Obesity and depression are entwined, major genetic study reveals

Camille Bienvenu
Fri, 20 Oct 2017
Obesity and depression are entwined, major genetic study reveals
A new study has found important genetic ties between obesity and major depressive disorder (MDD) which could help further our understanding of the mechanics linking the two conditions together.

An increasing number of people who are depressed also show signs of having metabolic problems like type 2 diabetes or are carrying excess weight, and vice versa.

Convinced that there is a connection, scientists at Vrije University Medical Centre, in Amsterdam, have looked at variations in the sequence of genes of people with MDD and obesity to see if there were some similarities.

A comparative genetic analysis was performed on 26,628 male and female study participants of the Psychiatic GWAS Consortium research project, which included data on 11,837 diagnosed with MDD.

About fifteen percent of those with MDD reported increased appetite and upward weight fluctuations while depressed. Using a combination of molecular genetic techniques, the researchers homed in on gene variants that they all shared.

They found that they carried a number of variants associated with higher body mass indexes, elevated levels of the marker of inflammation C-reactive protein (CRP) and abnormal levels of leptin, a hormone regulating appetite and metabolism.

Statistically, an eighteen per cent of MDD patients with bodyweight issues were more genetically predisposed to having a high BMI; eight per cent were more prone to have high CRP levels; and nine per cent were more likely to have a disruption in leptin.

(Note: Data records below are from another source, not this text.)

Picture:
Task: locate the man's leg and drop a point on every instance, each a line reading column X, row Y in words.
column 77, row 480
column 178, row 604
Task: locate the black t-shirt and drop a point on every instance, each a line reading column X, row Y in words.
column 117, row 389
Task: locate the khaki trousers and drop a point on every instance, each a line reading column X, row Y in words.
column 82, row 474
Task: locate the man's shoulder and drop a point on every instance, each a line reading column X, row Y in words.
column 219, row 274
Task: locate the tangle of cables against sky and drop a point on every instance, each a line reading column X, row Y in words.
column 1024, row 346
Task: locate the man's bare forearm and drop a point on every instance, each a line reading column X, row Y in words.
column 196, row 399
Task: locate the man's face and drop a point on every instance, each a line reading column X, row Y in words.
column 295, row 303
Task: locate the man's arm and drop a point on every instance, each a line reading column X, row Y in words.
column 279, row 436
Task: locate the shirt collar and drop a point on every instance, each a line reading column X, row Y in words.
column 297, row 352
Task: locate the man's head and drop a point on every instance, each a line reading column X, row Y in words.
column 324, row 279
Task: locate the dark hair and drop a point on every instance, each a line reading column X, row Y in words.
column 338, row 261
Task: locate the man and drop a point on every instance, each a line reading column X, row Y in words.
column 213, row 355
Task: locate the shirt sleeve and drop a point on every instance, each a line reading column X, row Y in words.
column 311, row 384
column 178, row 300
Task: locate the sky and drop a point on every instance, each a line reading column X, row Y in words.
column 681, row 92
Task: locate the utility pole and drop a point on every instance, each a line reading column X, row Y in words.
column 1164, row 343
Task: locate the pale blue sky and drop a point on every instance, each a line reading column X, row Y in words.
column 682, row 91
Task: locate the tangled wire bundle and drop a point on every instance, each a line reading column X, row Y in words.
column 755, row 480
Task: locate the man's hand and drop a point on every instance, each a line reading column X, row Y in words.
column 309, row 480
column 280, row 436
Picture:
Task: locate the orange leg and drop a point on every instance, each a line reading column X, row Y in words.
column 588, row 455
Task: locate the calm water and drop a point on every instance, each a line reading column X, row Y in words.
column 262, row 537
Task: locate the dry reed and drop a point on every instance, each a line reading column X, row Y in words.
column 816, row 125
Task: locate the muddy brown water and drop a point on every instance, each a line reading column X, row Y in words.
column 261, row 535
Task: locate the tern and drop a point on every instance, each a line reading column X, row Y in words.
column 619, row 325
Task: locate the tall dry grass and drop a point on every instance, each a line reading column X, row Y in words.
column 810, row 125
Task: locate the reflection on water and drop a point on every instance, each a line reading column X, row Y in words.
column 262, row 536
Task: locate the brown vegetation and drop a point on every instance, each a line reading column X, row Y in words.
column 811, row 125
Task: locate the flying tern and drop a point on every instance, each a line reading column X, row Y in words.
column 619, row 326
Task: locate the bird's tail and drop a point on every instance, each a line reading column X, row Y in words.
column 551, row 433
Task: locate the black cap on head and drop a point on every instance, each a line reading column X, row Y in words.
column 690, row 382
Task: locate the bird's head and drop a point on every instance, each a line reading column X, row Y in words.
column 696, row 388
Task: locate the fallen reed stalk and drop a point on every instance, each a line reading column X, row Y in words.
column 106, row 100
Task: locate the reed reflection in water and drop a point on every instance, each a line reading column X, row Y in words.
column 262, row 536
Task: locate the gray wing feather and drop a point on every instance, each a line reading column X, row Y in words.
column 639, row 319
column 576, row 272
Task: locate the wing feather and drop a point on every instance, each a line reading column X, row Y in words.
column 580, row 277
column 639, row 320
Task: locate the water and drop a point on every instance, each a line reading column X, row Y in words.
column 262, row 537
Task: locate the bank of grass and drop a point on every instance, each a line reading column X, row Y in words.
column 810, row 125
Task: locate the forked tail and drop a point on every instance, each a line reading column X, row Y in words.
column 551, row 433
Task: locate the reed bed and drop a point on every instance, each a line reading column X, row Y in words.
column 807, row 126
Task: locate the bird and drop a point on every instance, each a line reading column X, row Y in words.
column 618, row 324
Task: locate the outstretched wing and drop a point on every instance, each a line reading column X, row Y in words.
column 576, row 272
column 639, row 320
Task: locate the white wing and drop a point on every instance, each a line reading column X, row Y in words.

The researchers then proceeded to chart interactions between these genetic factors, metabolic changes and disease processes leading to MDD or obesity.

According to their estimations, MDD may start with generalised inflammation (as indicated by higher CRP) that "spreads" to the brain and impairs the production or signalling of hormones involved in the regulation of mood and metabolism.

High levels of CRP and other inflammatory cytokines could lead to an overactive hypothalamus, a part of the brain which governs the production of precursors to neurotransmitters (like serotonin) that are out of balance in depressive disorders.

The hypothalamus also controls the normal signalling of leptin, whose dysregulation has been associated with increased appetite and lower satisfaction after meals. And researchers discovered that a disrupted signalling of leptin influences mood regulation.

The relationship between obesity and depression appears to be what researchers call "bidirectional". Being overweight or obese may up the odds of depression and inversely, people who are obese have a higher propensity to depression.

However, there is evidence to suggest that small lifestyle changes such as exercising at any intensity for just one hour a week can greatly reduce the risk of future depression.

As depression and obesity are both on the rise, unlocking the connection between the two and developing therapies that address them simultaneously is of paramount importance.

The findings were published in the journal JAMA Psychiatry.